Under a beautifully elegiac cover designed by Chris Ware, Krazy and Ignatz, 1943-1944: “He Nods in Quiescent Siesta” presents the final full-colour, full-page Sunday Krazy Kat pages. This thirteenth volume contains all the Sunday newspaper strips from the last eighteen months of George Herriman’s masterpiece.

Series editor Bill Blackbeard introduces this volume by examining Herriman’s final Sunday page, drawn in April 1944. Jeet Heer and Michael Tisserand add some biographical details, including some recollections from Herriman’s grandaughter. There are lots of never-before-seen samples of his original art, hand-coloured and given as gifts to friends.
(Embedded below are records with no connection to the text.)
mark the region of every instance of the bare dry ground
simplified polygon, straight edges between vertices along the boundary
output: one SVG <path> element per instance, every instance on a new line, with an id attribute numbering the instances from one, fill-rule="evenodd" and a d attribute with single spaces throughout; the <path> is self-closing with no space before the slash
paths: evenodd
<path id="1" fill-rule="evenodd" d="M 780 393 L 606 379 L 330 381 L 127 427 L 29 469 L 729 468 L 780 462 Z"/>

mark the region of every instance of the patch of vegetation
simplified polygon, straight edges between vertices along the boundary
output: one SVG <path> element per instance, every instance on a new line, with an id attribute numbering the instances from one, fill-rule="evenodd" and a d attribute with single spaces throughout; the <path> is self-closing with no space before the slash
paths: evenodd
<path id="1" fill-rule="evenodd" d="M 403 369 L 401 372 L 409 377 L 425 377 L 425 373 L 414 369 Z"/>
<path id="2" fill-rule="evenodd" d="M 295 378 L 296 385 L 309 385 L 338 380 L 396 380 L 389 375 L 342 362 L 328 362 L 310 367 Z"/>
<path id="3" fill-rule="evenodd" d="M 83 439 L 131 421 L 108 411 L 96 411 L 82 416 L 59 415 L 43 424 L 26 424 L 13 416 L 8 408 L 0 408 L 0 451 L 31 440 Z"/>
Herriman’s health was an issue for him during the last decade of his life, with a kidney operation and then non-alcoholic cirrhosis of the liver along with the arthritis that made drawing painful for him. The final few months of 1944’s pages aren’t as detailed as previously and even the dialogue becomes terser as producing artwork got more difficult, but he kept drawing. The last unfinished strips on his drawing board when he died are all reproduced in this volume. There are still plenty of great and funny strips in this last year that are the equal of anything he ever wrote, although the bricks had largely stopped flying.

It may have taken a very long time to happen, but with this volume, the entire 28-year run of George Herriman’s  Krazy Kat Sunday pages has been collected, presented in the best possible way with excellently restored artwork, and sensitive, beautiful publication design. The many invaluable supporting essays, extra artwork, memorabilia and detailed research into the life of this brilliant cartoonist add up to a towering package which does justice to one of the greatest of all comic strips.

In 2009, Fantagraphics published Krazy & Ignatz: The Complete Sunday Strips 1935-1944. This compiled the last five Krazy & Ignatz softcover collections, Krazy & Ignatz 1935-1936, 1937-1938, 1939-1940, 1941-1942, and 1943-1944 bound into a single hardcover volume. Like the two other very short-run hardcover compilations, it was limited to 1000 copies and is now out of print.